The other half of the showroom, named “Extraordinary by Nature,” is an experiential setting of an apartment with a living room, dining room, library, wine cellar, and kitchen. Dark hues on the walls—inspired by Danish artist Vilhelm Hammershøi’s color palette—contrast with the pale woodwork. The space is furnished with the best of Danish design: Finn Juhl’s Pelican chair in the living room, Fritz Hansen’s Ro chair by Spanish designer Jaime Hayon next to a deep burgundy Mayor sofa by Arne Jacobsen and Flemming Lassen in the library, and Drop chairs, also by Arne Jacobsen, in the dining room.

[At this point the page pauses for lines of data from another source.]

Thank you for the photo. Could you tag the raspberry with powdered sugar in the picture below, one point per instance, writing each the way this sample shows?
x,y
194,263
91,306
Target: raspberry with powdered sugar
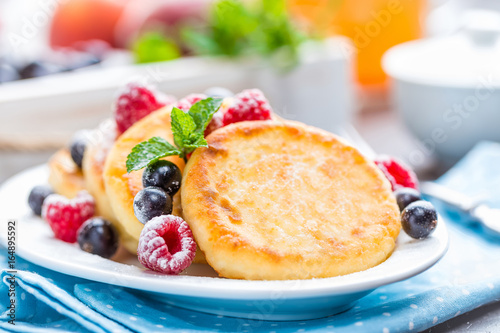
x,y
65,215
166,245
250,104
137,101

In one darkened vaulted corner of the showroom is a four-year-old Douglas fir preserved in resin, displayed on top of a pedestal and illuminated as an antique or a rare specimen would be in a museum. It’s a poetic reminder that those strong, imposing wood planks began as a delicate sapling like this. There is a suggestion of life and growth and change. In a spiritual George Nakashima way—his influential 1981 book, The Soul of a Tree (Kodansha USA), talks about the “divinity in objects that are made of natural materials”—Dinesen’s space solicits respect for trees even as they are cut down and used to build our lives.

Finn Juhl’s Pelican chairs sit in the living room; Arne Jacobsen’s Drop chairs surround the dining table in the background.

Dinesen used the best of Danish design to accentuate its interiors. The Ro chair by Jaime Hayon sits across from a burgundy Mayor sofa by Arne Jacobsen and Flemming Lassen.

The oak-clad show kitchen is furnished with top-of-the-line appliances. The green marble countertop complements the deep-green walls, spotlit by Artemide ceiling lamps.